= Jay Seibert =

Jay S. Seibert (August 18, 1928 – December 20, 1997) was a board-certified American periodontist who served as professor in and chairman of the periodontics department at the University of Pennsylvania School of Dental Medicine.

==Education==
Seibert was born in Livingston, New Jersey, and raised in nearby West Orange, graduating from the West Orange public high school. After matriculating from Bucknell University in Lewisburg, Pennsylvania, he attended the University of Pennsylvania School of Dental Medicine, graduating in 1953. He completed his training in periodontics at Baylor College of Dentistry in Dallas, Texas, in 1960.

==Career==
Seibert served in the US Army dental corps from 1953 to 1973, retiring as a full colonel from the Walter Reed Army Medical Center in Washington, D.C., and having held the position of chief of periodontics from 1967 until his retirement in 1973.
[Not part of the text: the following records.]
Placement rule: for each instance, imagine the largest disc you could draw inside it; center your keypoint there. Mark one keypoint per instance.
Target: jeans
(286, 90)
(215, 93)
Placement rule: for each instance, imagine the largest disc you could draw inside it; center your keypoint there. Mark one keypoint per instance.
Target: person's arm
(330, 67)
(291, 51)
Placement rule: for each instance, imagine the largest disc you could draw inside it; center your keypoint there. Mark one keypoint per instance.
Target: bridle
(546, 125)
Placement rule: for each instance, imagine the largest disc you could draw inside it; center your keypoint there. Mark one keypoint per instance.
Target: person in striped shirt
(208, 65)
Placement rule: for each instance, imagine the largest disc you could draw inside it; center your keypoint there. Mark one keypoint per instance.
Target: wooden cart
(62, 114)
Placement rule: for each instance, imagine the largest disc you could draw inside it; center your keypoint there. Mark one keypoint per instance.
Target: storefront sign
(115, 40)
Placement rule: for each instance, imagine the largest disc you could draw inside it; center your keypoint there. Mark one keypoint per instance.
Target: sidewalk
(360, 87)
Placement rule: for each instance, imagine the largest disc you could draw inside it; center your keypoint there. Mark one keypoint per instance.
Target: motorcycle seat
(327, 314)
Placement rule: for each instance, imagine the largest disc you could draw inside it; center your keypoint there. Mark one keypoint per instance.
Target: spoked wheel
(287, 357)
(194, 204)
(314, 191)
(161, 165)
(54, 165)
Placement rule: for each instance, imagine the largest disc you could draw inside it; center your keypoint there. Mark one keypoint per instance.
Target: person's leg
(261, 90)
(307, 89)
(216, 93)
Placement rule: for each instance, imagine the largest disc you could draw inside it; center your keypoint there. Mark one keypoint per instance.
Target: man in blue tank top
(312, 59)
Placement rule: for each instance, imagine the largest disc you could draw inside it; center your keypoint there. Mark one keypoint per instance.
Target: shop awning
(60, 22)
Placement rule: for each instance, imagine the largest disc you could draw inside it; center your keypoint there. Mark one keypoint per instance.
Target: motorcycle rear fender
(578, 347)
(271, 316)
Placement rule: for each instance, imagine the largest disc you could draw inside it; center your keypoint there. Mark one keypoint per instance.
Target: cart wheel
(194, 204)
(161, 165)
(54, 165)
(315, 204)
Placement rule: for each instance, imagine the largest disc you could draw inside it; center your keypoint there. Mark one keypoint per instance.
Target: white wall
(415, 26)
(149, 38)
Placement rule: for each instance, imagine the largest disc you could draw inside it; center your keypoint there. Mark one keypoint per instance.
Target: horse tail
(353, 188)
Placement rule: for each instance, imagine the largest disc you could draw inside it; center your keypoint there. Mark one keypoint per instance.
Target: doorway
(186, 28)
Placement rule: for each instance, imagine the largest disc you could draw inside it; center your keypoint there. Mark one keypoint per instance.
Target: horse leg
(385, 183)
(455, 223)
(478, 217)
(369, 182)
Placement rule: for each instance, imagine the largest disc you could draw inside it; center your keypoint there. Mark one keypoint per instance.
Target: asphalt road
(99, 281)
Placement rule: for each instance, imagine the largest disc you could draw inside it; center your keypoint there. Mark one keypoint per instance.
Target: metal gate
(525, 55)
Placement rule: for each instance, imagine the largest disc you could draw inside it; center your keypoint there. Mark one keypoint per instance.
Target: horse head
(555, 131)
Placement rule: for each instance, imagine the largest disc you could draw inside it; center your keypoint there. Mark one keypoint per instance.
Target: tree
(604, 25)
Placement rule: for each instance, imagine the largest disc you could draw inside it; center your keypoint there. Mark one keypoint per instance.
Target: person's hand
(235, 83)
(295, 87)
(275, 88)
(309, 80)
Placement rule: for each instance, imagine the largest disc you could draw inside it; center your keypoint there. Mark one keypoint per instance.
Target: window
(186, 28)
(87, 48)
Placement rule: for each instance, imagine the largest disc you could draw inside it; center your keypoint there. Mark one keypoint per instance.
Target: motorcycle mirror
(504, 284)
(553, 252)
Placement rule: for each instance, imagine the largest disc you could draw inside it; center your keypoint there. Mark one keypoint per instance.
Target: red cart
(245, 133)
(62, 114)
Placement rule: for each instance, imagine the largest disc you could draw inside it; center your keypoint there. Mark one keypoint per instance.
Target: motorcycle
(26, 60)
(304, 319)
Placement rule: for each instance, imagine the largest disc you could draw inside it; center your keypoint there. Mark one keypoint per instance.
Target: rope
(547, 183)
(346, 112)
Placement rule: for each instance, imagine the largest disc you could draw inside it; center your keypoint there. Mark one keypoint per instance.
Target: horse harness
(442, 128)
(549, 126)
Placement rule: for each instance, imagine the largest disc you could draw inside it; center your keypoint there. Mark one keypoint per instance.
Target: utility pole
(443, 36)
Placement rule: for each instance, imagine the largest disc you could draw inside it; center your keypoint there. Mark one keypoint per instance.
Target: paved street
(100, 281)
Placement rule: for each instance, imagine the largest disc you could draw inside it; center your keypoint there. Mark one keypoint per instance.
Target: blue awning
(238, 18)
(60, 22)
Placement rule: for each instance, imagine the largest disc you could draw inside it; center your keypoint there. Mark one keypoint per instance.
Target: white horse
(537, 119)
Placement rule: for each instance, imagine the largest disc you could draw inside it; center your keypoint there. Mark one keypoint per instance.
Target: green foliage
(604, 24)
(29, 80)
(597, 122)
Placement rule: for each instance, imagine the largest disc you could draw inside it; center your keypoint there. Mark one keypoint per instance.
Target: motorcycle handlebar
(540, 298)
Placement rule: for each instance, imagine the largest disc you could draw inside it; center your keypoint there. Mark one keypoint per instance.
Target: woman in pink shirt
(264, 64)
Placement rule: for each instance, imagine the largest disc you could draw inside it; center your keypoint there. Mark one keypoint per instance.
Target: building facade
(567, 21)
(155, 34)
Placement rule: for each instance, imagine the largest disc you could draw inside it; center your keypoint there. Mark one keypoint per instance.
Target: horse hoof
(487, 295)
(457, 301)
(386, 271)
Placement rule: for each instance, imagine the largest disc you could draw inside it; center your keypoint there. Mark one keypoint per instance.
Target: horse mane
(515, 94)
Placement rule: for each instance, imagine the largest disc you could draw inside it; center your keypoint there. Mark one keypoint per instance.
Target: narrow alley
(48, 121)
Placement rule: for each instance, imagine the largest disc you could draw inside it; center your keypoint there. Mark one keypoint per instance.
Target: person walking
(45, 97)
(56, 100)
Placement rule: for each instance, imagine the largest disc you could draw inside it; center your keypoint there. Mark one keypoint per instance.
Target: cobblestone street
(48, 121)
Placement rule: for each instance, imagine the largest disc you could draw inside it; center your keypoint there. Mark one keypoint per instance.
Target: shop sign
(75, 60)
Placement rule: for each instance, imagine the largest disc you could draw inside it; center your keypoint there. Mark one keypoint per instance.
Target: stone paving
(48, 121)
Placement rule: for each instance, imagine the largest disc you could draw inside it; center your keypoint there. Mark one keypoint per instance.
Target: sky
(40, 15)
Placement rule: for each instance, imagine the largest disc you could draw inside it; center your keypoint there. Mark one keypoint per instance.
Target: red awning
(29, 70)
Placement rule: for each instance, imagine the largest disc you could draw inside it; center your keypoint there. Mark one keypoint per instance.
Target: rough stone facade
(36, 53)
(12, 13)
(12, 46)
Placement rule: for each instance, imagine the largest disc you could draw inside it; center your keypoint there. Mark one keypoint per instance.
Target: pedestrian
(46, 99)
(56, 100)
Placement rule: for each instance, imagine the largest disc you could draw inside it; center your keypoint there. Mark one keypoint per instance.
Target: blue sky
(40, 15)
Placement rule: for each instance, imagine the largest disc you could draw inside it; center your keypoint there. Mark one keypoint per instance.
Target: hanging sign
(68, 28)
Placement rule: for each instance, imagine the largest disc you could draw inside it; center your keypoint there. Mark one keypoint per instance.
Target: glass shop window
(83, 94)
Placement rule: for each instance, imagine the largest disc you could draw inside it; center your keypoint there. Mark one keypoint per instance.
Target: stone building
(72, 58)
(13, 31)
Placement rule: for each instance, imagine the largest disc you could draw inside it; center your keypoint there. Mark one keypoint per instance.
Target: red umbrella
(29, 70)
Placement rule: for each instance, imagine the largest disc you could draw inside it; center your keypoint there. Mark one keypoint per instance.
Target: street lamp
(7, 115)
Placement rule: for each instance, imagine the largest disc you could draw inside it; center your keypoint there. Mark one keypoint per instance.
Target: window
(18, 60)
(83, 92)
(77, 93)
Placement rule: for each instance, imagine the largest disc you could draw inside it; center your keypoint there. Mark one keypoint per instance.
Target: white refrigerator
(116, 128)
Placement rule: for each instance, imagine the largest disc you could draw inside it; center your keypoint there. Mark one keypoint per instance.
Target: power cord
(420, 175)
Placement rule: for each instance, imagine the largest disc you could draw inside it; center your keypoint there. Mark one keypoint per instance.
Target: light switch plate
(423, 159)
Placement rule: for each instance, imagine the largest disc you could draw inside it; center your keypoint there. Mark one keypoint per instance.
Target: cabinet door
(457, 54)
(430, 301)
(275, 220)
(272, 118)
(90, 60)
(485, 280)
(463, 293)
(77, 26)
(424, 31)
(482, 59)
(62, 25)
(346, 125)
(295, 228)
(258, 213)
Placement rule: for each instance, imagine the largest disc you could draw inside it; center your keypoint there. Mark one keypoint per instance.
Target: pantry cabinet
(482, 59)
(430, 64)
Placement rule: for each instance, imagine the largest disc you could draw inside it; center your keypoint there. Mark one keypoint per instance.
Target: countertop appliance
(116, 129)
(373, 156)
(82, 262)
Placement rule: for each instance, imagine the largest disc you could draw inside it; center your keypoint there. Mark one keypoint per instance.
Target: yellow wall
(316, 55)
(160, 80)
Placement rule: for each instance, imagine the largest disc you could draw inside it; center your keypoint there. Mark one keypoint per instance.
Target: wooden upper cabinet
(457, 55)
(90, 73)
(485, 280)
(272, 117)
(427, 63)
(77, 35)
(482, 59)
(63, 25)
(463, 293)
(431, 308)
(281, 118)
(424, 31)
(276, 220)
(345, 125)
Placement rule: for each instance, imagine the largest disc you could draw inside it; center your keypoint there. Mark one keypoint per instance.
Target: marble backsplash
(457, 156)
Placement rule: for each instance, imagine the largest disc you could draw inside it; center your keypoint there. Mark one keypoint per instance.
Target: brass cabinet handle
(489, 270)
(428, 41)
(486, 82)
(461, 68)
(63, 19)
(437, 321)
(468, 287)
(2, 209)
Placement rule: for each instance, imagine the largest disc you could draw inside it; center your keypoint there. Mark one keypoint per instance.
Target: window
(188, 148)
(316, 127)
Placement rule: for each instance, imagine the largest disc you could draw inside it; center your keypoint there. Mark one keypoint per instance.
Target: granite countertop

Seibert held the position of chairman of the periodontal department from 1973 to 1975 and then again from 1979 to 1982, and also served as the associate dean for academic affairs and director of the predoctoral program from 1975 to 1979 and then again from 1982 to 1984. He also led the postdoctoral periodontal department from 1979 to 1981 and then again from 1990 until he died in 1997.

He contributed to dental literature in the form of textbook chapters and independent academic research papers. In 1983, he published a classification system for deficiencies of the alveolar ridges.

Seibert died of December 20, 1997 of complications due to amyotrophic lateral sclerosis.